Alberto Conde Vera
Llega el final del año y con él un notorio incremento de la sensibilidad
social en muchas personas. Tal vez, pienso, en la mayoría. Hay quienes deseamos
que este fuese un fenómeno permanente, cotidiano; más, debido a la azarosa
historia que constituye nuestro rastro, desde que nacimos como nación, somos,
por el contrario, una sociedad muy violenta.
Ahora, en este tiempo de navidad, nuestras tradiciones nos llevan a meditar
sobre cómo mejorar las condiciones de vida, no solamente desde el punto de
vista personal, sino también social. Evidentemente no se trata de la igualdad,
porque tal objetivo es prácticamente imposible de lograr. Es cierto; no hay
modo de que seamos iguales, salvo cuando se trata de los derechos y de la ley.
Pero nuestras vidas y nuestros modos de ser y estar en el mundo son diferentes.
Bendita diferenciación esta que nos exige aprender a vivir, en medio de lo
diverso, como viven todos los seres que constituyen lo que llamamos, la
naturaleza, y de la cual, en un acto de soberbia nos excluimos. Lástima que al
hacer esta exclusión hayamos convertido esa naturaleza, de la cual somos parte,
en un simple recurso del que creemos que podemos abusar sin límites y que al
mismo tiempo - por esa misma razón-, también algunos consideren a los otros miembros
de nuestra especie, un recurso más al que pueden maltratar. Y esta percepción
no es cualquier cosa, puesto que de ella se deriva el sentimiento de
inferioridad y la desvalorización del propio yo de quienes han sido marginados,
subestimados y aislados, como si fueran un estorbo. Y sostengo que esta
percepción de sí mismos no es cualquier cosa, puesto que a ella está ligada la
violencia. Si alguien no se ama, si peor aún, se auto desprecia, la vida para
ese ser humano, no será un valor, no será algo digno de conservar, proteger y
mejorar. Por el contrario, la muerte le será más atractiva, será su camino de
liberación y a la vez de realización. Matar, en tales medios y condiciones, da
prestigio y gana respeto. Triste y absurdo, inhumano, pero así es.

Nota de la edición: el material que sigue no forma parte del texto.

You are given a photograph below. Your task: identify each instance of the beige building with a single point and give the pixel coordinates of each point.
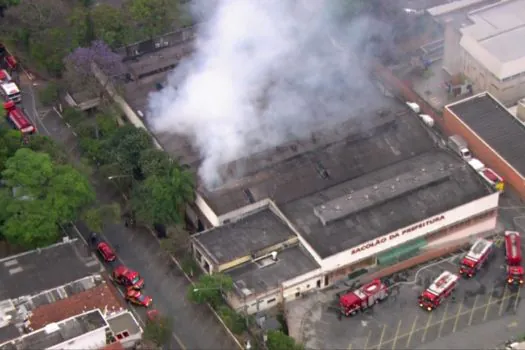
(484, 42)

Afortunadamente, aún quedan espacios y campos de relacionamiento en los
cuales las cosas se miran de otra manera y de los que podemos aprender. Se
trata de nuestros ancestros; de las comunidades indígenas, que aún mantienen
relaciones de respeto con las energías del cosmos y con la misma naturaleza que
es su hábitat. Se trata de entornos en los
cuales la vida, en todas sus manifestaciones, es aún considerada como el valor
supremo, junto a las Energías que ellos utilizan para curarse, para
fortalecerse. Energías que les enseñaron a convivir en paz entre ellos, consigo
mismos y con el resto de la naturaleza, hasta donde las necesidades de alimento
y conservación de la vida se los permite. Ese aprendizaje de la convivencia en
medio de la diferencia, es un aprendizaje que necesitamos hacer con la mayor
rapidez posible. Y el primer punto que debemos aprender es que la diferencia no
debe conducir a la guerra. Que la ley del más fuerte es una ley de los inconscientes,
de los que creen que el mundo gira alrededor de ellos y, por tanto, creen tener
derecho sobre todo y sobre los más pobres.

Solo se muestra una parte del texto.